Are the "siriinferenced" errors and "imagent" in the same message or seem related or are they two independent recurring error messages?
"imagent" is related to instant messaging / Messages. Are you using that on your Mac? And if so, is there likely lots of videos/images coming through your text / iMessages?
siriinferenced may be related to the above indexing of videos and perhaps making Spotlight indexes accessible from Siri but hard to say based on Apple's documentation these days...
My general tendency is to disable things I don't want (e.g. Siri, all services under Sharing, Location Services, etc) but of course varies by needs/preferences.

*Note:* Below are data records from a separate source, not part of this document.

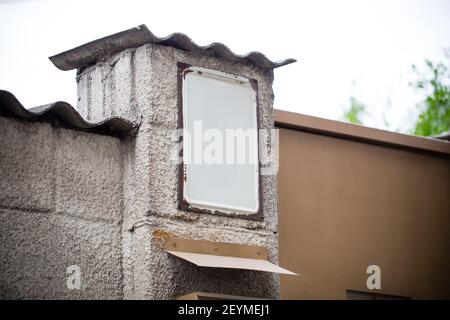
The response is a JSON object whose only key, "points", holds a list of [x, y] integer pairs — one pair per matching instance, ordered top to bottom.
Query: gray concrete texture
{"points": [[109, 195]]}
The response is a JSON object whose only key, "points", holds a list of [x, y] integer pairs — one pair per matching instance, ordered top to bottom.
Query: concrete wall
{"points": [[151, 179], [71, 197], [60, 205], [345, 205]]}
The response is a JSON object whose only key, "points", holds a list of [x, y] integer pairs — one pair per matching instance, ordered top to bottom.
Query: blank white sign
{"points": [[220, 175]]}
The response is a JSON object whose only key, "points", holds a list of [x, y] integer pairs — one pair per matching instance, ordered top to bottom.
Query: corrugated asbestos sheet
{"points": [[91, 52], [66, 113]]}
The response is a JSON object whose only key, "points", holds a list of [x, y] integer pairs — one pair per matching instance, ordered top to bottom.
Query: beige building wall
{"points": [[345, 205]]}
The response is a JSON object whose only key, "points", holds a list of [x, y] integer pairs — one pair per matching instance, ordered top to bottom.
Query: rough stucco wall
{"points": [[151, 179], [60, 205], [168, 277]]}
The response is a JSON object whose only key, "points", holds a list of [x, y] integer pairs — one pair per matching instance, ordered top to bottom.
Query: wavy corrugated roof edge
{"points": [[89, 53], [65, 112]]}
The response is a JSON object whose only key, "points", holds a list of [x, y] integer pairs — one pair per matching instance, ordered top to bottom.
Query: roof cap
{"points": [[91, 52]]}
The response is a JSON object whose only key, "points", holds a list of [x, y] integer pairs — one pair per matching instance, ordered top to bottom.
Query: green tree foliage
{"points": [[434, 82], [354, 112]]}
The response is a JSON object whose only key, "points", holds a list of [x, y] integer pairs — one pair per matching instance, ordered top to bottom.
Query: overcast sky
{"points": [[360, 48]]}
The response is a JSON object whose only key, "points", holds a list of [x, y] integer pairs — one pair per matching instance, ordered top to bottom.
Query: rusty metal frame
{"points": [[182, 203]]}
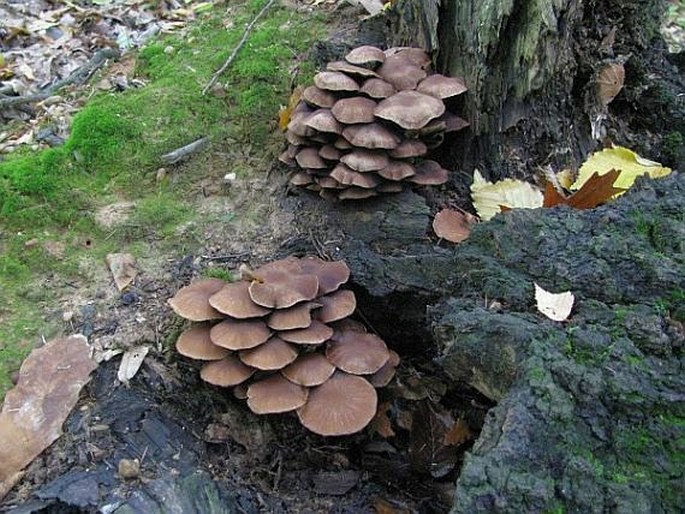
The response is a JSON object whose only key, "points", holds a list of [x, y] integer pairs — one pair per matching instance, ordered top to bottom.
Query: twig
{"points": [[233, 55], [78, 76], [184, 151]]}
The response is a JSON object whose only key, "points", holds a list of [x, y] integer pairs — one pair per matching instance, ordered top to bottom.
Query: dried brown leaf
{"points": [[50, 381]]}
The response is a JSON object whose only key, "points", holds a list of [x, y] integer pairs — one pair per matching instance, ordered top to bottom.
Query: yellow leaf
{"points": [[630, 164], [488, 198], [555, 306]]}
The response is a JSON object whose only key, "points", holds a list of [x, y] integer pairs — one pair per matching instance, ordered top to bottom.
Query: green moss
{"points": [[114, 150], [221, 273]]}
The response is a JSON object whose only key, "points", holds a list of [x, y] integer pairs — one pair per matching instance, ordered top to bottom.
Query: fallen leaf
{"points": [[610, 81], [285, 113], [630, 165], [597, 190], [488, 197], [453, 225], [123, 268], [556, 306], [131, 362], [50, 380], [381, 423], [458, 434], [428, 452]]}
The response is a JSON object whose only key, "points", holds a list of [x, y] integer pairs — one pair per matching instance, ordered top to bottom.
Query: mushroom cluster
{"points": [[367, 123], [283, 339]]}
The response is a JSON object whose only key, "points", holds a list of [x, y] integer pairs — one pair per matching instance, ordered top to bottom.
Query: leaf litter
{"points": [[50, 381]]}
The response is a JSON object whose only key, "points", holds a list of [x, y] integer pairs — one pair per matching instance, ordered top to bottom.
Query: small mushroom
{"points": [[366, 55], [335, 81], [441, 87], [377, 89], [318, 97], [357, 109], [410, 109], [324, 121], [371, 135], [366, 160], [429, 173], [349, 177], [283, 288], [234, 300], [192, 301], [336, 306], [297, 316], [239, 334], [314, 334], [196, 344], [357, 353], [272, 355], [309, 370], [227, 372], [275, 394], [342, 405]]}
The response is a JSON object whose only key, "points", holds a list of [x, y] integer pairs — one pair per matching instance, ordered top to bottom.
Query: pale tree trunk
{"points": [[529, 65]]}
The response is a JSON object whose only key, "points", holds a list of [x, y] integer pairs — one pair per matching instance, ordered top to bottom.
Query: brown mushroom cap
{"points": [[366, 54], [350, 69], [402, 74], [335, 81], [441, 87], [377, 88], [318, 97], [357, 109], [410, 109], [324, 121], [371, 135], [409, 148], [329, 152], [308, 157], [365, 160], [397, 170], [429, 173], [347, 176], [301, 178], [390, 187], [453, 225], [331, 274], [283, 288], [234, 300], [192, 301], [336, 306], [298, 316], [316, 333], [239, 334], [196, 344], [356, 353], [272, 355], [309, 370], [227, 372], [383, 376], [275, 394], [342, 405]]}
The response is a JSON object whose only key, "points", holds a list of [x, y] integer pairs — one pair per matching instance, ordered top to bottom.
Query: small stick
{"points": [[233, 55], [184, 151]]}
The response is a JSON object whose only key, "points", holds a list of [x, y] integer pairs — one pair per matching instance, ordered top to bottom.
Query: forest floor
{"points": [[106, 190]]}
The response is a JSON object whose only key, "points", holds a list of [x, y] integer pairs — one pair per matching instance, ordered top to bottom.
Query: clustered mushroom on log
{"points": [[368, 122], [283, 339]]}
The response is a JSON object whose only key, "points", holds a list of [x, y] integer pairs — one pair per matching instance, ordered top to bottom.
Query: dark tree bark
{"points": [[531, 69]]}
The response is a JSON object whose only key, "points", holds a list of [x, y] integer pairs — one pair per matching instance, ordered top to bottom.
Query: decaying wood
{"points": [[235, 51], [79, 76], [184, 151]]}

However, it doesn't look like your logd/runningboardd were unusually active in the above. Before they seemed constantly active and I would have been concerned about repeating errors/warnings to the log. One or two here or there unless related to a specific issue you are having is normal. Unfortunately, the signal / noise ratio in the logs / Apple's Console isn't optimal but that's an issue beyond the scope of this thread...in the meantime, what I would say is if/when logd/runningboardd start showing constant CPU usage (in top or Activity Monitor), return to the Console to see if there is anything you can pick out to see what's driving that.
Last, I would say monitor the above mds/mediaanalysisd/etc and see if they ever comes to rest. If so, I bet you would actually see pretty reasonably %idle after that (not counting any Safari, etc you start when you actually want to get work done). The rest of the processes look pretty light. A few higher than I would expect (e.g. PerfPowerServices and searchpartyd) and a few I don't even know (e.g. PID=375 and PID=264) but not terrible. Maybe you would be at 98% idle at that point and if so I would be curious your CPU temperature under those circumstances.